For one thing, a busy fee for service doctor is highly allergic to adding new overhead. It may be a thrilling experience to have five or six assistants to relieve you of tedious details, but they add overhead that continues when you are gone--it's hard to take a vacation, for example. Or to put it another way, it's fairly easy to quit, but it's very hard to slow down. Consequently, the Affordable Care Act introduced the electronic medical record without understanding that the practicing physician hoped it would reduce overhead, but it actually increases overhead, by adding three or four hours a week to an already overloaded schedule for the same number of patients. It has a few advantages which have been exaggerated, but they are mostly advantages to the management or the system, not to the doctor or the patient. It does not help that it might have been otherwise if the programmers had spent more time with the doctors. A salaried position tends to create an instant forty-hour week anyway, so adding more workload is no attraction. And automatically reminding him that his ten minutes with this patient have expired, merely infuriates him. Only a system which doctors have personally had a lot to do with designing will compensate him for interfering with what he has been doing for years. Most of the doctors I know who have quit have done so because of the electronic record.
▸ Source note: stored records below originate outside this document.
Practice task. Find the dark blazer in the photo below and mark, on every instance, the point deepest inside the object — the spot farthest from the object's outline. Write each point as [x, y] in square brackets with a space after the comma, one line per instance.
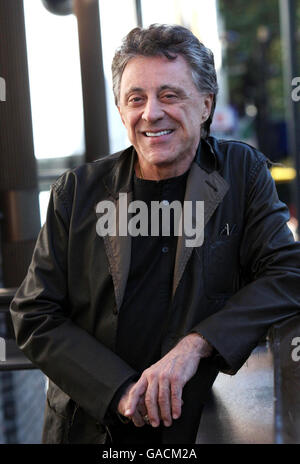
[243, 279]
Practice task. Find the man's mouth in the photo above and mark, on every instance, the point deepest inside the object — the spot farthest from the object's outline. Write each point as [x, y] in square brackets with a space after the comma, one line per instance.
[158, 134]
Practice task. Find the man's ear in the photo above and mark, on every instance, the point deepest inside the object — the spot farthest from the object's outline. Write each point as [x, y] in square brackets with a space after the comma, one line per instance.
[208, 101]
[120, 113]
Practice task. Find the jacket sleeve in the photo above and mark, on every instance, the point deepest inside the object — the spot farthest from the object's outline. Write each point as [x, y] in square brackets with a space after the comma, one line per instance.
[270, 264]
[73, 359]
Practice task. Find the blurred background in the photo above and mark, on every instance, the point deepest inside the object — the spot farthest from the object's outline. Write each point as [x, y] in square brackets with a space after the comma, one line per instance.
[57, 111]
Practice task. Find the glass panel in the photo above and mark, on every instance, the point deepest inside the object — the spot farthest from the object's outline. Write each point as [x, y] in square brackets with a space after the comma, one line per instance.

Finally, with every advance of science, it takes time to adjust to the idea they are really cured. President John Kennedy had Addison's Disease, a rare and usually fatal condition. How often should you see this patient with Addison's disease, now that there is a useful treatment? Every week? Every year? President Kennedy took matters into his own hands and behaved the way we now know he behaved. He died of gunshot wounds, so it was all for naught. It takes a long time to adjust to people with fatal diseases when the rules of the game change. But they do change, and although I can remember making ward rounds on forty people, two or three of which died every day, I now observe ads in the paper for doctors who will adjust your diet and exercise for you. They don't feel they are doing anything dishonorable, but they and their patients are sustaining the cost of care.